Waking up to Whiteness course
Opening the Door to Theological and Biblical Discussions on Race as a White person
Within the contemporary Western church and theological institutions, it is common for disciples of Jesus from a “Global Majority Heritage” to highlight their contextual particularity as an intrinsic grounding for God-talk and the Christian life as a whole. However, only recently have White Western Christians and theologians begun to reflect on their own placement regarding the colonial wound of White Western modernity.

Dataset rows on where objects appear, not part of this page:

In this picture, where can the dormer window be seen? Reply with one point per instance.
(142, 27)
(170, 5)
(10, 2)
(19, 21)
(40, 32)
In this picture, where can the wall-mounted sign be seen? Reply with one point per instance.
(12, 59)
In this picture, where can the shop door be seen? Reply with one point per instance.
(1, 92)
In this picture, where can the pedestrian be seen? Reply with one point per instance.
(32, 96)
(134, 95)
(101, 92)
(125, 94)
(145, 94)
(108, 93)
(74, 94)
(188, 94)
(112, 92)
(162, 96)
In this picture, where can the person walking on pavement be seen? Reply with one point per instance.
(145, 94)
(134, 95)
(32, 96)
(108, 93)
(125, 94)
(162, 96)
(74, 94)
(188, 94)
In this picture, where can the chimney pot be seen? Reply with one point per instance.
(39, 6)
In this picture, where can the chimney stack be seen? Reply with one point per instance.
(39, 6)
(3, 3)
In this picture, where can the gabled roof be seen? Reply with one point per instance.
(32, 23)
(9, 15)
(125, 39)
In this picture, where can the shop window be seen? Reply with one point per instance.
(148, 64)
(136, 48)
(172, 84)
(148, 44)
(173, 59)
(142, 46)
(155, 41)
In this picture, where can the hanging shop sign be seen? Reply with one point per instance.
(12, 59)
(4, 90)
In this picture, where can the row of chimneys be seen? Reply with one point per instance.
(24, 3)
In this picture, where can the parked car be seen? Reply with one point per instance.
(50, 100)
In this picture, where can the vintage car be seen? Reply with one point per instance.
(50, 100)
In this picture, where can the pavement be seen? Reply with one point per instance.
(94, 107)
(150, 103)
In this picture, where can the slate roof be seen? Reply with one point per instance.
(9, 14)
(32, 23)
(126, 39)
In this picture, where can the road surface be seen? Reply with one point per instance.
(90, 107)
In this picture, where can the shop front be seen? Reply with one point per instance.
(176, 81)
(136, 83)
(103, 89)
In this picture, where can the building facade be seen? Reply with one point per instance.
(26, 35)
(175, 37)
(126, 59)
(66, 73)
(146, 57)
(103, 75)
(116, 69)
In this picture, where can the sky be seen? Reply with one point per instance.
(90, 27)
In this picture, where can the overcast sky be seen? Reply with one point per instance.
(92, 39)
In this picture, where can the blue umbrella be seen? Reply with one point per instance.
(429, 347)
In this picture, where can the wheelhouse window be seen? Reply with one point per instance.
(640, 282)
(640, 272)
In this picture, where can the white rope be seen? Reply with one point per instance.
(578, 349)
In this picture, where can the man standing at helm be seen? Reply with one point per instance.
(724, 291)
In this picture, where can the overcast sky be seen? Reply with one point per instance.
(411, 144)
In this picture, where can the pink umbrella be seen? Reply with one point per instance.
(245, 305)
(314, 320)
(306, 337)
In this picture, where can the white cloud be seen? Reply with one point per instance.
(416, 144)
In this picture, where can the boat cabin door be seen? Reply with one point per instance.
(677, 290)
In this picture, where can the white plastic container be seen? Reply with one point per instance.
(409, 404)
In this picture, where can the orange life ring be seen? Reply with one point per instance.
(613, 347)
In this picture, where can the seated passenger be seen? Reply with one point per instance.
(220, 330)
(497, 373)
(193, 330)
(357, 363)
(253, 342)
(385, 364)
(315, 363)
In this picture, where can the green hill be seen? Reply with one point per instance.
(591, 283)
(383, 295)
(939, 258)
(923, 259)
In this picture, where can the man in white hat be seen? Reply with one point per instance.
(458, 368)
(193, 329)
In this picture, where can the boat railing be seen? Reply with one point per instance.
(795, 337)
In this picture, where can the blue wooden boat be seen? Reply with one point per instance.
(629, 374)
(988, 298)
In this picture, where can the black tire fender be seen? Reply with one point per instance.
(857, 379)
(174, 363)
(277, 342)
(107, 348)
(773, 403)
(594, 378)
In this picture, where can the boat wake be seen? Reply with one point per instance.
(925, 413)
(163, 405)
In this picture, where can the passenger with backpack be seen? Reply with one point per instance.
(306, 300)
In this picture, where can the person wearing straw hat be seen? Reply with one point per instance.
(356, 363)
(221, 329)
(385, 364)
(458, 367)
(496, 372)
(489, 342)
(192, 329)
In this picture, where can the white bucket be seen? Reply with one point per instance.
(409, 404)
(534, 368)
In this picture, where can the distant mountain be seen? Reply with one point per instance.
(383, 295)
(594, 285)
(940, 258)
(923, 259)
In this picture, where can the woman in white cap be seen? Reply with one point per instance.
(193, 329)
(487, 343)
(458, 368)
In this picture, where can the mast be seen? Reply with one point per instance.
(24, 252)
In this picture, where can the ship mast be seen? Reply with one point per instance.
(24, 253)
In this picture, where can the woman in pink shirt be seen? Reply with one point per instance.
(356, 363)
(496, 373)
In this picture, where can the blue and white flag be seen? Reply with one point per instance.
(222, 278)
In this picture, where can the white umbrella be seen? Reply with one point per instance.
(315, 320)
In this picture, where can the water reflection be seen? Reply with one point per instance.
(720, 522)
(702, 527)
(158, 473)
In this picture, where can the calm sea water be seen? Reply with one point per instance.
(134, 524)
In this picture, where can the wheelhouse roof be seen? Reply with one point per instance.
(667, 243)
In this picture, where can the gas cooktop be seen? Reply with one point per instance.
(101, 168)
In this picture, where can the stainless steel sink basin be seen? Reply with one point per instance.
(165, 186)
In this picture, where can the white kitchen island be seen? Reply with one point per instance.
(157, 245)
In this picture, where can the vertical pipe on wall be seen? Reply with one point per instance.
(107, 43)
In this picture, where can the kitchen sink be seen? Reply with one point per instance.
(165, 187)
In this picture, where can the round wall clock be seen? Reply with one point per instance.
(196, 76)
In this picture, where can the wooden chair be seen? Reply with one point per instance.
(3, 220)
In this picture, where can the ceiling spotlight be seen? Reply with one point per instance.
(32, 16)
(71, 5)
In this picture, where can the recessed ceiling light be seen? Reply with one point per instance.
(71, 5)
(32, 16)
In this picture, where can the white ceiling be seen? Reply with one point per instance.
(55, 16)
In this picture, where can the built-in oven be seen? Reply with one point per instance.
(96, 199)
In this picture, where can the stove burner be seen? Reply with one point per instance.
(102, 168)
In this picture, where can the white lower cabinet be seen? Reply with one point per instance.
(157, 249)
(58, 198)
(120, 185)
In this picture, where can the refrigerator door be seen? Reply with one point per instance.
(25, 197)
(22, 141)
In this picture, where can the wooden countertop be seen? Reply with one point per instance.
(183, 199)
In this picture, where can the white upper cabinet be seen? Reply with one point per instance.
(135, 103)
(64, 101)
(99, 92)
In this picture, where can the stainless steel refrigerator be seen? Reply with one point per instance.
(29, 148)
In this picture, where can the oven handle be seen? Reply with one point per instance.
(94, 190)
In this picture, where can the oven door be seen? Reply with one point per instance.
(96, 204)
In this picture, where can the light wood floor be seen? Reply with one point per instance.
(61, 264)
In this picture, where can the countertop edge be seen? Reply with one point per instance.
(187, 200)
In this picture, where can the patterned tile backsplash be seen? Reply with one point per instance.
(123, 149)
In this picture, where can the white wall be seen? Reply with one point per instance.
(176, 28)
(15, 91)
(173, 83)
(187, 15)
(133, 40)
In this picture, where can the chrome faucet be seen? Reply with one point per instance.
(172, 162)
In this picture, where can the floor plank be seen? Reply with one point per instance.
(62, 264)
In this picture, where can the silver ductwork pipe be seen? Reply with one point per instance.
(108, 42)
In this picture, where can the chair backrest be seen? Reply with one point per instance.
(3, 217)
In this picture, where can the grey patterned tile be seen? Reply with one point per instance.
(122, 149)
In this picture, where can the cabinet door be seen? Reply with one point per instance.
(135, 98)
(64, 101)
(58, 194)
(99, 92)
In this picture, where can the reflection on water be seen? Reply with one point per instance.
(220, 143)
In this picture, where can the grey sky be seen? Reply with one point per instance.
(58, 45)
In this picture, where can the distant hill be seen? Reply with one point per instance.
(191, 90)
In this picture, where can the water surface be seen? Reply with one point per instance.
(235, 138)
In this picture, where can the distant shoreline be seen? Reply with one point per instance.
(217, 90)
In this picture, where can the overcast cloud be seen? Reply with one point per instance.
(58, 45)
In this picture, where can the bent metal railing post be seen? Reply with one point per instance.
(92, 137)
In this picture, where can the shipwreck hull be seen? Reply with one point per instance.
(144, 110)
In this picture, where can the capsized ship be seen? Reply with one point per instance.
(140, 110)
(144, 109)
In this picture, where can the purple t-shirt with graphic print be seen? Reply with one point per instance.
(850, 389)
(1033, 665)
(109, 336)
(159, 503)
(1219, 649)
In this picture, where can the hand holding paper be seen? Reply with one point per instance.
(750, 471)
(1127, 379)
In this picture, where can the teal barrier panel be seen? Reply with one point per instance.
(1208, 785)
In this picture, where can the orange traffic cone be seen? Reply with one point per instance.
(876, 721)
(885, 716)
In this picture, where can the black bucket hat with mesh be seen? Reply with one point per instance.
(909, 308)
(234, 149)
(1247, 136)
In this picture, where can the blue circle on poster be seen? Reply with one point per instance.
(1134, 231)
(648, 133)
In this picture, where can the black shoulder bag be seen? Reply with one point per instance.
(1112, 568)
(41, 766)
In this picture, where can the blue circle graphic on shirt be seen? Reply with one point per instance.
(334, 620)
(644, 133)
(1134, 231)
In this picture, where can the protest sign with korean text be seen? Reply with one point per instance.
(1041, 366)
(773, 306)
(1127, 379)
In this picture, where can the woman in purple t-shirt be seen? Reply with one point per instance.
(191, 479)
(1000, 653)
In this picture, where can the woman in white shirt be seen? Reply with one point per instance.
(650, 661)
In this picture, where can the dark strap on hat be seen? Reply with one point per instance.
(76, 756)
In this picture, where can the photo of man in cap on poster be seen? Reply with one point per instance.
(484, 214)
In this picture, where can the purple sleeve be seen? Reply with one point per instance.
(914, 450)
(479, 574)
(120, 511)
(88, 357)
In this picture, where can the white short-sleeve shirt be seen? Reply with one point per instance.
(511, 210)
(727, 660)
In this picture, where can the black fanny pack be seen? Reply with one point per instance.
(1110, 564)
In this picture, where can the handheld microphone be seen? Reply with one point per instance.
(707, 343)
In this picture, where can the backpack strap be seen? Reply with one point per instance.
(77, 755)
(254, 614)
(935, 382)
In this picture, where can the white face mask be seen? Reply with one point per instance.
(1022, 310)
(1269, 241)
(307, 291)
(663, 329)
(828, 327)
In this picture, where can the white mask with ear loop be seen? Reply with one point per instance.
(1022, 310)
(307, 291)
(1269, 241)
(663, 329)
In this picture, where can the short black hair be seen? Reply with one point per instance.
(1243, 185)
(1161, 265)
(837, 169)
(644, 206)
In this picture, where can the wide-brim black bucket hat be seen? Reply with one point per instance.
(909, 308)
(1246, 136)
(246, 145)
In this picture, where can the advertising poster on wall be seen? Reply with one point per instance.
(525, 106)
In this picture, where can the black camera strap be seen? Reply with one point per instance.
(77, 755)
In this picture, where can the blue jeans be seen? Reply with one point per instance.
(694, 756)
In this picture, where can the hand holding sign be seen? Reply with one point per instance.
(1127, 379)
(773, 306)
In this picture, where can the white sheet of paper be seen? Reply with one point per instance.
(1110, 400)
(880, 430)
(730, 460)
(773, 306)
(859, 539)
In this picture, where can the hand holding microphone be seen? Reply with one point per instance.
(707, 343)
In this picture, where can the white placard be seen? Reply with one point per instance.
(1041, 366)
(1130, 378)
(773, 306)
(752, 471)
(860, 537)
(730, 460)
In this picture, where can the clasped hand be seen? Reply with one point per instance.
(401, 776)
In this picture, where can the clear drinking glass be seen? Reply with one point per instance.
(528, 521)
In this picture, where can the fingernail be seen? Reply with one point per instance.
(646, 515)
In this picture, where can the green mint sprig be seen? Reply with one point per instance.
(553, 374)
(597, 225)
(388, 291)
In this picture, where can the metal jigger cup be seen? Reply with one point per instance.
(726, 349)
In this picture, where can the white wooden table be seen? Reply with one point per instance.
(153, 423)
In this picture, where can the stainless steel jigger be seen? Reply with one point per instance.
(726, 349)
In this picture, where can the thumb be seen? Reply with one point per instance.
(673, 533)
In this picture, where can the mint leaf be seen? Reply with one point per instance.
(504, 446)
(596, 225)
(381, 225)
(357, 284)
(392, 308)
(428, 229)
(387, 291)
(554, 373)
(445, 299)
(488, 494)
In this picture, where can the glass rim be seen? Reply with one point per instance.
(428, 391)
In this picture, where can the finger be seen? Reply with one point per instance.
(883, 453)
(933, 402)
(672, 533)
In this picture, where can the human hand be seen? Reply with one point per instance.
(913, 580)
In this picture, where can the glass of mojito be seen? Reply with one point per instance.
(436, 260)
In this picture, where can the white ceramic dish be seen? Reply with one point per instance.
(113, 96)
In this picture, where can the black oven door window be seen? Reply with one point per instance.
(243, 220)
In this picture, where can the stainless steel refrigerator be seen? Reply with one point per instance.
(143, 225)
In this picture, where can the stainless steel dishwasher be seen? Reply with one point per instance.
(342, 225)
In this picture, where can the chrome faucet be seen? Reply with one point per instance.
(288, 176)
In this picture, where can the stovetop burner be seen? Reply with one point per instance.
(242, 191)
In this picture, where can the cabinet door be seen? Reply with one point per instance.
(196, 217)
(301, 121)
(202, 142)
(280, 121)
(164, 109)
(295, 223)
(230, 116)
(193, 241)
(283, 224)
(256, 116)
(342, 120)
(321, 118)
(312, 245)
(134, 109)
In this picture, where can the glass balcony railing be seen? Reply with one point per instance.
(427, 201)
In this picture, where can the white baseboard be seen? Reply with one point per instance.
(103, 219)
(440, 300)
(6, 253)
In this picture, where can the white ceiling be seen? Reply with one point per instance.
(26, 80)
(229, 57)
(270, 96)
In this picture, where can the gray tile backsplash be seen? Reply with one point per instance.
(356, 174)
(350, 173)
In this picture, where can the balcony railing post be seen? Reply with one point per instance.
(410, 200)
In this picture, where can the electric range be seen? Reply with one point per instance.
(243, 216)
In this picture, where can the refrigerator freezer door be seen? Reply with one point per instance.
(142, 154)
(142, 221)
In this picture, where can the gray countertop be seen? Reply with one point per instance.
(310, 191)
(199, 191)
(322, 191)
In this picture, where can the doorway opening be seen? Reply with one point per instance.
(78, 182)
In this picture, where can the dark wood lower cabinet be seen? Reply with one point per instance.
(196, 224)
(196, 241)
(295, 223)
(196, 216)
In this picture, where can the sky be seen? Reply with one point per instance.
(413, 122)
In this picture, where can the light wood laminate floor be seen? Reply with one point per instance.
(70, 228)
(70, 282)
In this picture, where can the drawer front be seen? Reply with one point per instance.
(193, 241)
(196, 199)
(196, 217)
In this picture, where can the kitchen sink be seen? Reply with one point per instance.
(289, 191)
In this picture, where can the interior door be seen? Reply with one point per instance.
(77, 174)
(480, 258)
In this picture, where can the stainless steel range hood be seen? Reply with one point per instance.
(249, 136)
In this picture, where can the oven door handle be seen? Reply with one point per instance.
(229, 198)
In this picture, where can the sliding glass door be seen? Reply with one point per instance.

In this online 2024 Whitley Lecture, Tim Judson advocates an approach to theology that faces the inadvertent and invisible assumptions made by White people and White institutions in the name of a paradigmatically White Jesus. He witnesses the charge from Black theology towards White Christians. Rather than instrumentalising Blackness, he reflects on the lessons he is learning from Black thought and experience, which have been a mirror and critical friend regarding his own White subjectivity. He proposes a work of reconfiguration in order to address the heart turned in on itself racially (Whiteness), which entails a personal struggle to see, hear and perceive oneself as a disciple who is consciously White. Judson then offers a reading of Gethsemane that yields a helpful theological imaginary for White people like himself seeking to attend to this. From here, Judson proposes some of the rudimentary ways through which White churches and institutions can cultivate greater wakefulness, helping disciples to “stay awake with Christ” and resist the temptation towards racial slumber in a world that is continually racialised by Whiteness.
About the Speaker
Tim Judson is Lecturer in Ministerial Formation at Regent’s Park College, University of Oxford. He also serves as Pastor of Honiton Family Church (SWBA), Devon, having trained for Baptist ministry at Bristol Baptist College.
He has recently published his first full monograph, Awake in Gethsemane: Bonhoeffer and the Witness of Christian Lament (Baylor University Press, 2023). Tim is part of the Baptists Together national racial justice hub and a member of the International Bonhoeffer Society. He holds a PhD from the University of Aberdeen.